1. January: This month marks the beginning of the strategic cycle, emphasizing reflection and forward planning. It's a period dedicated to reviewing the past year's achievements and setbacks. Each department is encouraged to conduct a thorough analysis of its performance, using these insights to shape the strategy for the year ahead. A significant part of this process involves proactively identifying potential risks associated with the current year’s strategy. By analyzing foreseeable challenges and creating well-thought-out contingency plans, the organization sets itself up for smoother execution and a more robust approach to growth in the coming months.

2. February: This month is dedicated to the integration and application of collective knowledge and experiences from across the organization. It’s a time to distill best practices from the previous year, drawing valuable lessons from each department. Concurrently, there's a focus on understanding and preparing for risks associated with the current year's strategy. This involves a detailed analysis of potential challenges and the development of comprehensive contingency plans. By doing so, the organization fortifies its strategy, ensuring a more seamless and effective execution of its growth plan.

3. March: Review the first quarter's progress and adjust plans accordingly to ensure alignment with the set goals or make appropriate changes to ensure one-year goals are delivered.

4. April to May: Shift the focus to long-term vision, involving external resources like MBA interns for feasibility studies of new initiatives.

5. June to July: In these months, the focus shifts to actualizing the ideas conceptualized in earlier stages. Collaborate closely with team members to refine and expand upon these concepts, synchronizing with the culmination of MBA interns' 10-week research and validation projects. These projects, which delve into the most promising ideas identified previously, are crucial for providing data-driven insights and feasibility analysis. This phase is a critical part of the growth process, where research transitions into actionable strategies, ensuring that the business is moving forward with validated and well-researched initiatives.

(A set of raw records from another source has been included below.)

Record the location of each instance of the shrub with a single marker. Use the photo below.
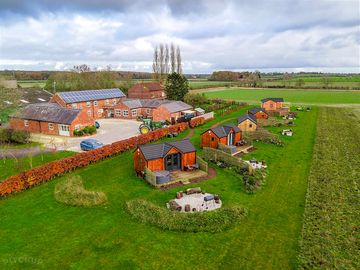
(72, 192)
(48, 171)
(212, 221)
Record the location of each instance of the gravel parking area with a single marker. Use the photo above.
(111, 130)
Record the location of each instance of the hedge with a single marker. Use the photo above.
(50, 170)
(211, 221)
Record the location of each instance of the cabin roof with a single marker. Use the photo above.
(272, 99)
(247, 116)
(48, 112)
(156, 151)
(88, 95)
(223, 130)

6. July: This month is dedicated to aligning human resources with your strategic goals. Conduct a thorough assessment of each employee’s capabilities in relation to the one-year and three-year objectives. Identify any skill gaps and develop tailored personal development plans to cultivate the necessary talent internally. This period is also pivotal for planning and implementing effective succession strategies, ensuring that your team is not only prepared for immediate challenges but also equipped for long-term growth and transitions. This step reinforces the systematic approach to growth, recognizing the critical role of employee development in achieving business milestones.

7. August to September: Begin formulating plans for the upcoming year while continuing to execute current strategies, ensuring short-term actions align with long-term objectives.

8. October: Allocate financial resources to different initiatives based on priority and expected ROI.

9. November: Finalize strategies for the next year, balancing new opportunities with current goals. Final one-year budgets are allocated and confirmed for execution.

10. December: Communicate and solidify strategies for the coming year, ensuring team alignment and readiness for implementation.

This structured approach transforms each month into a strategic step towards growth.

Importance of a Strategic One-Page Plan

A strategic one-page plan is vital, encapsulating core values, vision, customer identification, value propositions, and goals for the next 1-3 years. It acts as a roadmap, guiding decisions and actions throughout the year.

Key Takeaways for Entrepreneurs

1. Systematic Planning: Turn growth into a predictable, systematic process through planned and regular reviews.

2. Execution and Reflection: Consistently assess the execution of plans and remain flexible to make necessary adjustments.

3. Long-term Vision with Short-term Actions: Ensure daily operations are aligned with long-term goals for coherent progress.

4. Inclusive Strategy Building: Engage various departments in strategy development for comprehensive and effective planning.

5. Balancing Opportunities: Evaluate new opportunities against existing plans and resources to maintain focus and avoid overextension.


Adopting a month-by-month approach to growth changes the traditional view of business expansion. This methodical strategy makes business growth more predictable and manageable, blending vision with actionable steps and continuous evaluation. Embrace this approach for systematic and sustainable business growth.